Automatic site index (script – update)

23 November 2012

Meanwhile

The script I described here (over a year ago! time flies when you’s having fun) has meanwhile changed a bit. Also, I only run it once every 24 hours, only at about a quarter to three at night.

Here’s the new version:

Script

cd /usr/local/www/apache24/htdocs/tools/index/

mv words wordswas

LC_COLLATE="en_US.ISO8859-1" ; export LC_COLLATE

find ../.. -type f -a \
    \( -name '*.htm' -o -name '*.html' -o -name '*.stm' -o -name '*.inc' \) |
# Note 1
    grep -v -f stoppath |
    ./wordsep |
    grep -v -x -f stoplist |
    sort > wordsraw

# Note 2
# Addition 26 October 2012: for frequency list
# Not necessary to do this everyday!
#uniq -c wordsraw | sort -nr > wordfreq

# Note 3
uniq wordsraw > words
rm wordsraw
./genindex words

rm ../../index/index-?.htm
mv index*.htm ../../index

diff wordswas words

Notes

The former file ‘stoplist’ has been renamed to ‘stoppath’, because two lines further on, I now use a different file called ‘stoplist’. This new file contains 77 very common words (largely from Dutch and English, the languages I write most of my web articles in).
Ignoring such common words is of course quite usual a technique, but I didn’t do it yet, until recently (26 October 2012).
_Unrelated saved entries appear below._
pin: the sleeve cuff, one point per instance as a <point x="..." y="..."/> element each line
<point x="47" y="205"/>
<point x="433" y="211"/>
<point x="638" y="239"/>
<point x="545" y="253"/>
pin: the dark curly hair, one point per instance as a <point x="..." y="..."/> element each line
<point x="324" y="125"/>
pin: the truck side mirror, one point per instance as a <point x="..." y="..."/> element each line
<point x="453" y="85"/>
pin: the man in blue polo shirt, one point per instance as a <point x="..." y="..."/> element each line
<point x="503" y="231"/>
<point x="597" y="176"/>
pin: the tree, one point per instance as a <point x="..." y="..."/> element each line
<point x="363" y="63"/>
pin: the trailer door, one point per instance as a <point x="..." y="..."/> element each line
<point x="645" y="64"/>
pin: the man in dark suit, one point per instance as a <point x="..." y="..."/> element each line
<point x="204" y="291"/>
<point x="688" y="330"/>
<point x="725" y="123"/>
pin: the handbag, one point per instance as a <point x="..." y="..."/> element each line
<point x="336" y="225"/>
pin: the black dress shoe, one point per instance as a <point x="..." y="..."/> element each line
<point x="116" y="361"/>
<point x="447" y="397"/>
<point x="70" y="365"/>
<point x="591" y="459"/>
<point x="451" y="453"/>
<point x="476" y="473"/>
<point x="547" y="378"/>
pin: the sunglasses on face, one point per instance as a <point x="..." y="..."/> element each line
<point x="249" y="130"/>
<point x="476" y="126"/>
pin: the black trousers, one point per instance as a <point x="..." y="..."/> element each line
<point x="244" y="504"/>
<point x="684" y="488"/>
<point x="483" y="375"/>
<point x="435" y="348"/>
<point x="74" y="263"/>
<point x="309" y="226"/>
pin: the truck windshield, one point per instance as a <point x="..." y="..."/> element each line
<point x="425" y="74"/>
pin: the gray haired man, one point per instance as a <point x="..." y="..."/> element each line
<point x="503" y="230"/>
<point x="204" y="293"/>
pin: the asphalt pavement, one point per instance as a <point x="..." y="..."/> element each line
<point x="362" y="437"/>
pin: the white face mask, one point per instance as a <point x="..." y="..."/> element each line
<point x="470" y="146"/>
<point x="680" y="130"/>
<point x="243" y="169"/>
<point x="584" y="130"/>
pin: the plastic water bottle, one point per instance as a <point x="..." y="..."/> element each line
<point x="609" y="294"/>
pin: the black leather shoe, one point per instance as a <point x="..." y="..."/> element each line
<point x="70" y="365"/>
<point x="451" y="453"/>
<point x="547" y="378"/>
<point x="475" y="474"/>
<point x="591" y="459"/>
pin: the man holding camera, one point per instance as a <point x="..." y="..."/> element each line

The measure reduced the total number of words from the site (unsorted and including all duplicates) from 637710 to 386740!
The option -x for grep is necessary too avoid that the words ‘deal’ and ‘deactivate’, for example, would be filtered out because of the common Dutch and Portuguese word ‘de’. Only whole-line matches (between the one-word-per-line files) should be honoured for filtering out (option -v), and that is what -x does. (At least it does under FreeBSD 8.2 and 8.3, don’t know about other Unix flavours.)
I first tried -w (‘match whole words only’), but that wasn’t good enough, because then things like Al-Cercthe no longer appeared in the index, because of the common Dutch word ‘al’ (meaning: yet, already).
The above-mentioned stoplist, with frequently occuring function words, I obtained by generating a frequency list from the file (wordsraw) that has all the words in it. I commented out that step later, because I don’t need a fresh frequency list every day.
I could have further optimised the script, by doing that uniq wordsraw > words here, in an earlier step, without saving wordsraw to disk. Pipes are normally implemented using a 2 kilobyte buffer in core, so they are much more efficient than intermediate files.
The combined script line (in the existing series of piped commands), instead of:
(sort > wordsraw; uniq wordsraw > words)
would then be:
sort | uniq > words
or better still:
sort -u > words
But because the script runs only once every 24 hours, I left it as it is.